The handcuffs were vibrating. Something about the clasp around his wrist struck a chord deep in his mind.

Perhaps because it symbolized his limitations. A father could only do so much. Or maybe it reminded him of the shackles of
humanity, bound by inevitable tragedy that ultimately ended in death.

He was not God. He could not rend the heavens and sweep aside his enemies to save the lost child who cried out for help. He
was a suspect in an interrogation room, shackled by…

His mind suddenly filled with one of BoneMan’s drawings on the storage room walls. A broken hand.

“Tell me, Ryan,” Ricki Valentine said, pulling out a chair opposite him. “Where do the crows fly?”

He looked up. “Sorry?”

“Where did you meet him?”

“You should know, you found me.”

“You spent three days in the quarry?”

“Yes.” It was a lie, but he couldn’t reveal the location of the Crow’s Nest yet. Not until or unless he was absolutely sure
that there was no other alternative. “What else was I supposed to do? I had to wait for him.”

“So your message on the radio told him where you’d be? But he drew you to the quarry? Forgive me being dense, but none of
it adds up. Care to help me out?”

“We can get to all of that when we have time. It’s already eight o’clock, right? I’m telling you, we’re running out of time.”

“Captain, if you really think we’re going to even consider letting you go you’re sadly mistaken,” Kracker said, lowering his
tall frame into one of the flimsy chairs at the head of the table. He crossed his legs and put both hands on his knee. “If
you want to lead us to this so-called meeting point that’s one thing. But the fact of matter is, you’ve committed a felony
and the whole world knows it. There’s no disputing what we found. You kidnapped a man and physically violated him. That’s
good for twenty years in prison. I don’t think you’re appreciating the limitations of your situation.”

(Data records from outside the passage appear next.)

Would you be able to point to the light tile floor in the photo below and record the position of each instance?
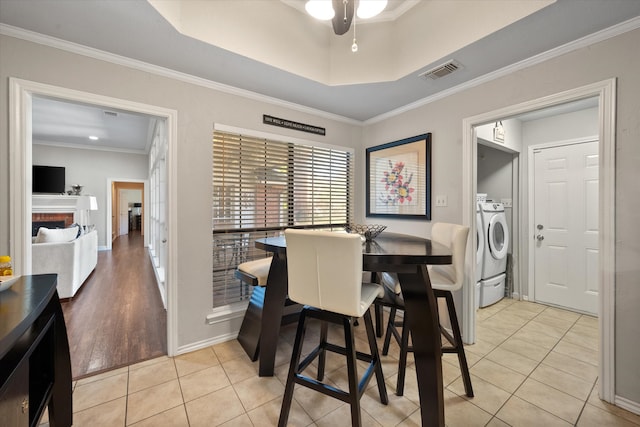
(532, 365)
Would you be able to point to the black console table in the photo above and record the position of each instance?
(35, 368)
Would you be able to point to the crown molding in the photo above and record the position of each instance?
(580, 43)
(586, 41)
(31, 36)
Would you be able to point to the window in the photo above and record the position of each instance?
(261, 187)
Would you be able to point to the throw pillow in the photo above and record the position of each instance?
(58, 235)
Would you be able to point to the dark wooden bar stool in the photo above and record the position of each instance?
(444, 280)
(325, 274)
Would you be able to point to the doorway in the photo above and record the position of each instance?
(20, 132)
(127, 207)
(565, 216)
(605, 93)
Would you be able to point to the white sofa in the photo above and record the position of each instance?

Ryan looked into Ricki’s kind eyes. As much as he wanted to believe that she would trust him, he knew her hands were tied.
She wasn’t in a position to help him.

“Ma’am, please, I’m begging you. He’s going to kill my daughter unless I show up before sunrise.”

“Well, that’s a problem, Ryan. I hear you saying that, but I don’t hear you telling us where she is. You can appreciate the
inconsistency.”

“I don’t
know
where she is! And if I tell you where he wants me to meet him, he’ll know. Can you guarantee me he won’t?”

She frowned. “The way I see it, you don’t have any good alternatives. Either you tell us and we check it out, and yes, maybe
we do tip him off…”

“Assuming we find another BoneMan,” Kracker added.

Ricki glanced at him. “On the other hand, if you don’t tell us and neither you nor we show, he kills her anyway. What am I
missing?”

Ryan didn’t answer. She was right, but he didn’t have to make the call until midnight, which would still give them time to
get to Crow’s Nest before dawn. Later, if they used a helicopter.

“Not telling us about this meeting point only endangers your daughter’s life,” Ricki said. “And knowing how you feel about
her, I confess I’m confused by your silence. We should be talking about how to get to her, not shutting down.”

Unless your knowing endangers her more than your ignorance
, he thought.

“I’m sorry, I can’t take that risk,” he said.

“Because you haven’t told us the full truth, have you, Mr. Evans?” Kracker said. “Because maybe, just maybe, you are guilty
of taking your own daughter.”

“No.”

Ricki leaned over the table. “Okay, suppose we were to put an electronic tag on you and let you go. We could follow in a helicopter
at a safe distance, say a few miles, and have support on the ground. You would agree to meet BoneMan?”